Um rapaz desenha ruas e edifícios sentado num passeio no Chiado. Mal olha para as pessoas que passam. Já vi rapazes destes (menos raparigas) em Paris e em Londres, em Nova Iorque e Madrid. Não sei quantas horas fica ali. Não sei se faz dinheiro que chegue para viver. Os desenhos não são muito bons nem muito maus mas dizem qualquer coisa da necessidade de pôr no papel o que se vê. E, por muitas fotos que tirem, os turistas compram os desenhos iguais às suas fotografias, como se houvesse neles um valor acrescentado à sua memória da viagem.
3.
Há desenhos que precisamos de conhecer intimamente. Às vezes, diagramas tão banais como mapas do metro.
Quando vivia em Londres ficava muitas vezes frustrada por não saber de cor o mapa do metro. Parecia-me que o conhecimento daquelas linhas, da sua quantidade de cores, dos seus cruzamentos, era a prova de que eu era uma verdadeira habitante da cidade.

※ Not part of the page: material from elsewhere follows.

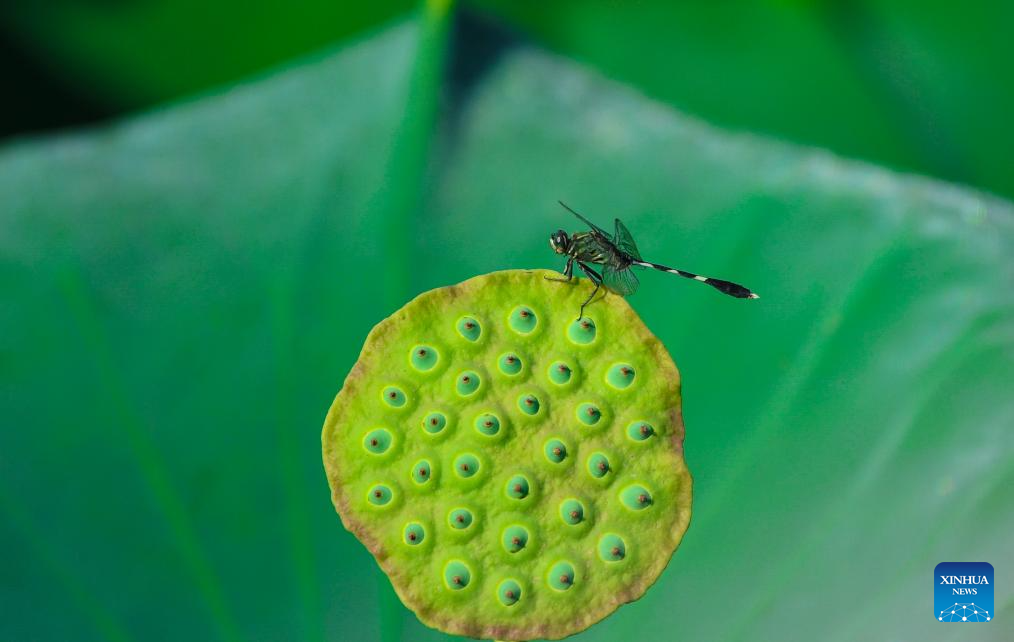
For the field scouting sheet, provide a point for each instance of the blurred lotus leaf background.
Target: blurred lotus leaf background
(189, 273)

Raramente pensava o quanto eu aprendia sobre a topografia da cidade andando por baixo dela, e como as ligações entre norte e sul, este e oeste – centro e subúrbio – eram muito mais evidentes do que à superfície.
4.
Na era da alteração fotográfica, da realidade modificada com filtros e retoques, o traço de alguém que desenha é mais fidedigno. O artista interpreta mas não engana. O público aprecia ou não, mas não julga.

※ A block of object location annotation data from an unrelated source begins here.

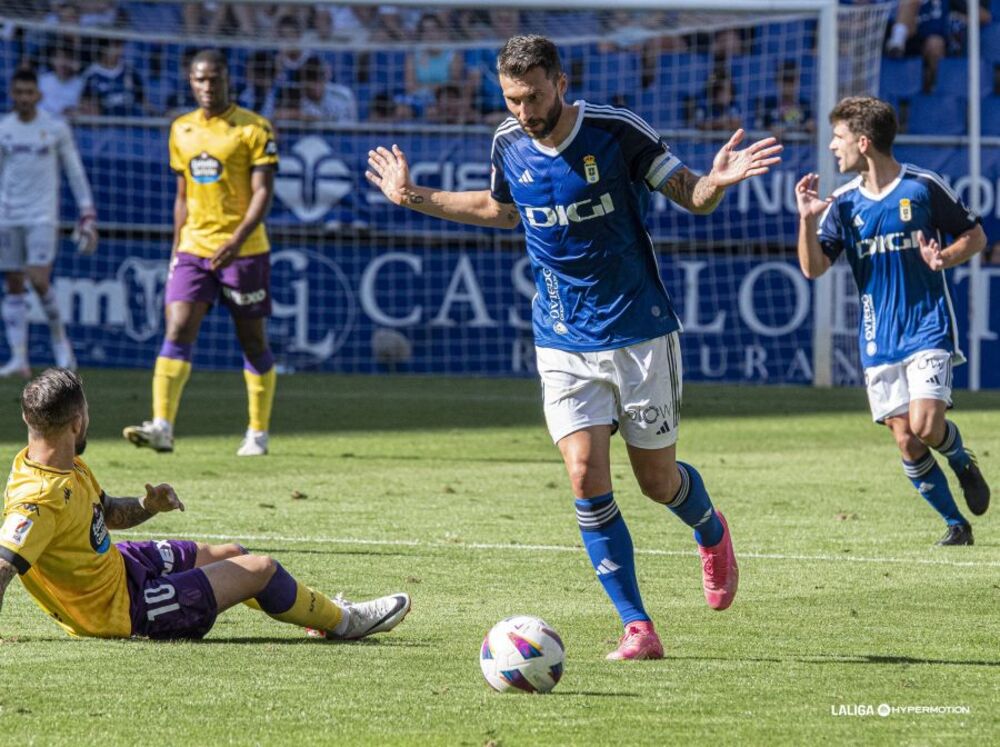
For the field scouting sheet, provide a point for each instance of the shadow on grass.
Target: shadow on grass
(282, 551)
(845, 659)
(883, 659)
(589, 694)
(304, 641)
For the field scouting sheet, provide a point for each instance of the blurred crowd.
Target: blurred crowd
(413, 70)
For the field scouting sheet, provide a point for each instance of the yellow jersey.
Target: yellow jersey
(53, 532)
(215, 157)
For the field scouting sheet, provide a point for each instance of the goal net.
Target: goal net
(360, 285)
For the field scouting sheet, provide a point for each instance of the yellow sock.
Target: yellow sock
(310, 610)
(260, 395)
(169, 377)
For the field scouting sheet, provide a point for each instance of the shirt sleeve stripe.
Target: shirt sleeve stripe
(661, 170)
(15, 560)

5. Victoria Line. Linha azul clara. A mais rápida linha de metro de Londres. Talvez por isso visitasse com tanta regularidade a Tate Britain que ficava nessa linha. É lá que estão os meus quadros favoritos de J. M.W. Turner: um conjunto de pinturas inacabadas. Talvez não tenham a perfeição de outros quadros mais conhecidos de Turner, muitos deles também de paisagens marítimas como estes, mas estes têm outro grau de intimidade.
São quadros aos quais a vida não deu tempo de serem terminados. São belos não apesar da sua imperfeição, mas por causa dela. Talvez dessem uma certa esperança a alguém como eu, com dificuldade em levar até ao fim ideias, trabalhos – e projectos de vida em novas cidades –, a noção de que o esboço pudesse ser a arte final.
6.
Nunca soube desenhar. Como se costuma dizer, não tinha “jeito”. Mas também nunca tive o hábito. Depois, aos 13 ou 14 anos, durante uns breves meses, pus-me a desenhar.

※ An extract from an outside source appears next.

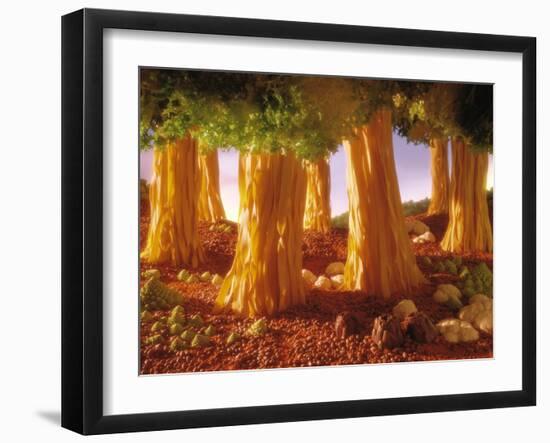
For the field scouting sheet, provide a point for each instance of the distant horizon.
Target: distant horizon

Para além de desenhar figurinos de moda como faziam as minhas colegas, durante uns tempos desenhei o meu apartamento quase obsessivamente. Desenhei o meu quarto e a minha sala. Desenhei móveis, cadeiras, uma caixa de jóias que ainda guardo.
Era uma boa maneira de treinar. Provavelmente era o que a minha professora de educação visual me tinha dito que fizesse. Mas não sei porque o fazia de maneira algo obstinada. Talvez me desse segurança desenhar o que me rodeava, tendo começado a perceber, nessa idade, que as coisas não duram e que tudo pode mudar.
7. Agora, quando volto a Matosinhos, onde passei parte da infância e o início da adolescência, a maior parte do tempo não reconheço a cidade como minha. De vez em quando, tenho vislumbres de momentos inalterados nas ruas e nos prédios. Sobretudo, lembro-me que foi ali que comecei a aprender a olhar. Realmente a olhar, isto é, escolhendo o que quereria registar.
8. Não sei se registar é um modo de criar. É cada vez mais difícil saber o que fazer com essa arte, quando tudo se pode registar a qualquer momento. Um registo – um arquivo – não serve apenas os factos, mas também a imaginação. Serve para um dia imaginarmos o que já foi e, até, o que já vivemos. De certo modo, somos todos construtores não das cidades do futuro, mas principalmente das cidades do passado, aquelas que deixamos de habitar mas que habitam em nós. Como as cidades do futuro, também as do passado nunca estão terminadas.
9.
Há certas coisas que precisam de ser associadas a formas geométricas que possam ser experimentadas. Por exemplo: a palavra quarteirão. Até me mudar para Lisboa, a palavra quarteirão só existia nos livros. Em Lisboa, comecei a combinar encontros no quarteirão tal. A andar até ao quarteirão seguinte. E era como se desvendasse o mecanismo da cidade. Depois, vi que os quarteirões escondiam pátios e jardins mal cuidados, e escadas ferrugentas abertas de uns vizinhos para os outros – que deviam estar nos filmes como as de Nova Iorque – e comecei a entender melhor a cidade.
10.
Um jardim nunca é o mesmo jardim, mais ou menos escondido num quarteirão. O tempo trabalha os materiais das cidades de modo único. Os passeios de calçada, onde as minhas filhas jogam de caminhar nas linhas pretas, saltando as brancas, ainda não são reproduzíveis fora desta cultura. O desenho feito no mesmo lugar, pela mesma pessoa, com o seu traço inconfundível, a olhar para a sua rua preferida, nunca é igual. Talvez seja um problema de reprodução que nos preocupa. Afinal, as nossas vidas deviam ser exclusivas.
11.
As minhas filhas, ao contrário de mim, têm o hábito de desenhar. A mais pequena gosta de ir desenhando e ir perguntando a mim ou ao pai o que é o desenho dela. Basta ela acrescentar uns traços para que a forma mude e também as nossas respostas. Com ela reaprendo que pode ser mais interessante o que os outros vêem do que aquilo que nós queríamos dizer quando decidimos pegar num papel.

Susana Moreira Marques
É jornalista e escritora. Tem colaborado sobretudo com o Público e o Jornal de Negócios. Publicou dois livros de não-ficção. Gosta de cidades pela quantidade de histórias que habitam nelas. Foi para se perder no meio de ainda mais histórias que viveu em Londres cinco anos. Saiu do Porto com 18 achando que era temporário, mas ficou em Lisboa e é a Lisboa que sempre regressa.
Belo texto.
Quando desenho na rua, há sempre alguém que espreita e me diz “Eu nem um traço consigo fazer”. Digo-lhe experimente fazer um traço, dois, vários e depois sairá um traço bem desenhado.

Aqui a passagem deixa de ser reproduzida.